Cette réalité est d’ailleurs confirmée par une étude du Center for Economic and Policy Research [6] analysant les recommandations adressées par le FMI à 27 pays européens dans le contexte de la crise actuelle. L’étude démontre que le FMI a formulé de nombreuses recommandations dans divers domaines, allant des politiques budgétaires, monétaires et financières aux politiques de santé, d’emploi et de pension. L’étude conclut que l’austérité prônée par le FMI et ses collègues de la troïka ont aggravé la récession, tandis que les prévisions de croissance concernant des pays comme la Grèce et l’Espagne ont systématiquement été surestimées.
En conclusion, d’une part le FMI souligne l’impact négatif de l’austérité sur l’activité économique et revoit ses projections de croissance à la baisse pour 2013. Mais d’autre part il continue de recommander les politiques de consolidation budgétaire, arguant que la crise pourrait être pire si les réformes étaient abandonnées. Ce n’est pourtant pas en s’obstinant dans l’erreur qu’on sortira de la crise européenne, mais bien en s’attaquant à ses causes structurelles, ce qui implique de résorber les déséquilibres internes, de réglementer le système financier et d’investir dans les défis d’avenir pour opérer une transition socioécologique.

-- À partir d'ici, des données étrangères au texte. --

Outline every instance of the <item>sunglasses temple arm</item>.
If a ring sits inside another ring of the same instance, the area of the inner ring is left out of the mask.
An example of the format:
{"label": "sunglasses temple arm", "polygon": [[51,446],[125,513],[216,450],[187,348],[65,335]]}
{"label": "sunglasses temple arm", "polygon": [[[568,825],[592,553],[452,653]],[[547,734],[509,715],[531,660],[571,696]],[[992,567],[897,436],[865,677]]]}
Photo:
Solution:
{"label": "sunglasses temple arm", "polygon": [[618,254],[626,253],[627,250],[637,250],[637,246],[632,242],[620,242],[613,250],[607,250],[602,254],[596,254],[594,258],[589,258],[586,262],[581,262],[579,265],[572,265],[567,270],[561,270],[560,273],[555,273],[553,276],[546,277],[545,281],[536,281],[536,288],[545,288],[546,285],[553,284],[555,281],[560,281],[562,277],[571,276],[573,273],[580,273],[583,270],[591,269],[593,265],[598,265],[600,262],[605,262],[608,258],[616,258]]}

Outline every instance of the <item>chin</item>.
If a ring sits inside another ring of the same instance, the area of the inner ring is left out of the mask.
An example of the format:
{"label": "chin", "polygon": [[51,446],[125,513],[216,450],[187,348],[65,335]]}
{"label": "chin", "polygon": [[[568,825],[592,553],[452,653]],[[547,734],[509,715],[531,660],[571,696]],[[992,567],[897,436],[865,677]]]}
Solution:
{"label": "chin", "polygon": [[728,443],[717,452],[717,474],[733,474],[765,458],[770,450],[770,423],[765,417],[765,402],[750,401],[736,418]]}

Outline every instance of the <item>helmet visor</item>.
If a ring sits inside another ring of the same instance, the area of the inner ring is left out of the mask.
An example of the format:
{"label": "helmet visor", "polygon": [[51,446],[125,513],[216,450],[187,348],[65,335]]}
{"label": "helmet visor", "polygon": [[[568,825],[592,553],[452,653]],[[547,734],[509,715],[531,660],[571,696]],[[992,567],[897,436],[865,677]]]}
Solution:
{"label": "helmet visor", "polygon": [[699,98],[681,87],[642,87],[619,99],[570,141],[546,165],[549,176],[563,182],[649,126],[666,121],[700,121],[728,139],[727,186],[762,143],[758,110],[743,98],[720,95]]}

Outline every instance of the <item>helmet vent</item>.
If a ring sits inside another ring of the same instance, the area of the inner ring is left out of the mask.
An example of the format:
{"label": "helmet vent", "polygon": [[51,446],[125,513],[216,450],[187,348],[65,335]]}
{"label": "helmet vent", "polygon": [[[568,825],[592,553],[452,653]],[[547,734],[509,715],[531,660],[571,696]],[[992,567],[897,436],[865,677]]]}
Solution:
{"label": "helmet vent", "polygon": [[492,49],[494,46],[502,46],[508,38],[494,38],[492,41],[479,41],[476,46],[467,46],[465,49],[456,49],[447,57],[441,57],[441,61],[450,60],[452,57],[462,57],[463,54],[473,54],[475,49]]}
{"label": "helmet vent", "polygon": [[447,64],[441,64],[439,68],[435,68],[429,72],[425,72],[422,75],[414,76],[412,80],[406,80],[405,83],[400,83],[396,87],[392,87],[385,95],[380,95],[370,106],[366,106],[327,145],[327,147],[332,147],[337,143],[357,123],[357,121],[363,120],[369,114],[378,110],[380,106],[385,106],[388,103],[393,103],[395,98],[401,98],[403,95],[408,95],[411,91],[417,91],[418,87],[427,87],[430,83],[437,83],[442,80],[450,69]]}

Par Arnaud Zacharie, secrétaire général du CNCD-11.11.11

[1O. Blanchard and D. Leigh, « Growth forecast errors and fiscal multipliers », IMF Working Paper, janvier 2013.

[2L. Christiano, M. Eichenbaum and S. Rebelo, « When is the government spending multiplier large ? », Journal of Political Economy, vol. 119, p. 78-121, 2011.

[3A. Auerbach and Y. Gorodnichenko, « Fiscal multipliers in recession and expansion », in A. Alesina and F. Giavazzi (ed.), Fiscal policy after the financial crisis, University of Chicago Press, 2012.

[4M. Almunia, A. Benetrix, B. Eichengreen, K. O’Rourke and G. Rua, « From Great Depression to great credit crisis : similarities, differences and lessons », Economic policy, vol. 25, 2010.

[5O. Blanchard and D. Leigh, « Growth forecast errors and fiscal multipliers », IMF Working Paper, janvier 2013.

[6Center for Economic and Policy Research, « Macroeconomic policy advice and the article IV consultations : an EU case study », CEPR, 2013.